Cette relecture a été considérée comme hérétique : « Et afin de minimiser l’intérêt de cet ouvrage, ils m’ont accusé d’être un chiite qui déformait l’histoire des Arabes » (Adonis, Violence et islamEntretiens avec Houria Abdelouahed, Paris, Seuil, 2015, p.26-27). Dans le monde dit « arabo-musulman », tout est sacré, immuable et intemporel. Même l’échec est divinisé, compris comme le signe d’une délivrance à venir – et qui ne viendra jamais, tant que la rupture avec ce paradigme mythologique ne sera pas faite. L’ouvrage d’Adonis a subi une fatwa (avis juridique) et non des critiques. Les contestations portaient sur son lieu de naissance et ses croyances, et non sur ses idées et les arguments qu’il avançait. La condamnation de l’islamologue Saïd Djabelkhir relève de ce même processus, dans sa version inquisitoire.

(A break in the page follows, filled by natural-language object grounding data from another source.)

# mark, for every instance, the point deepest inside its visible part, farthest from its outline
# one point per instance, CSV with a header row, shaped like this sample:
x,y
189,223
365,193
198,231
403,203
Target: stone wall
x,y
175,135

Dans des sociétés où le théologique est le fondement du politique, aucun changement ne peut advenir si celui-ci n’est pas fondé sur la laïcité. Cette dernière est devenue aujourd’hui presque une insulte, voire un « blasphème ». Et pourtant, sans la laïcité, le théologico-politique continuera de ruiner les pays d’Afrique du Nord, d’Afrique subsaharienne, du Levant et de la péninsule arabique. Pour ne prendre qu’un exemple, ce qu’on appelle « la Révolution iranienne » n’a rien de révolutionnaire. C’est une immense régression sur tous les plans. Un retour de quinze siècles en arrière, à la loi du glaive et du Livre. « Saïd Djabelkhir est donc libre de penser et d’écrire ce qu’il veut »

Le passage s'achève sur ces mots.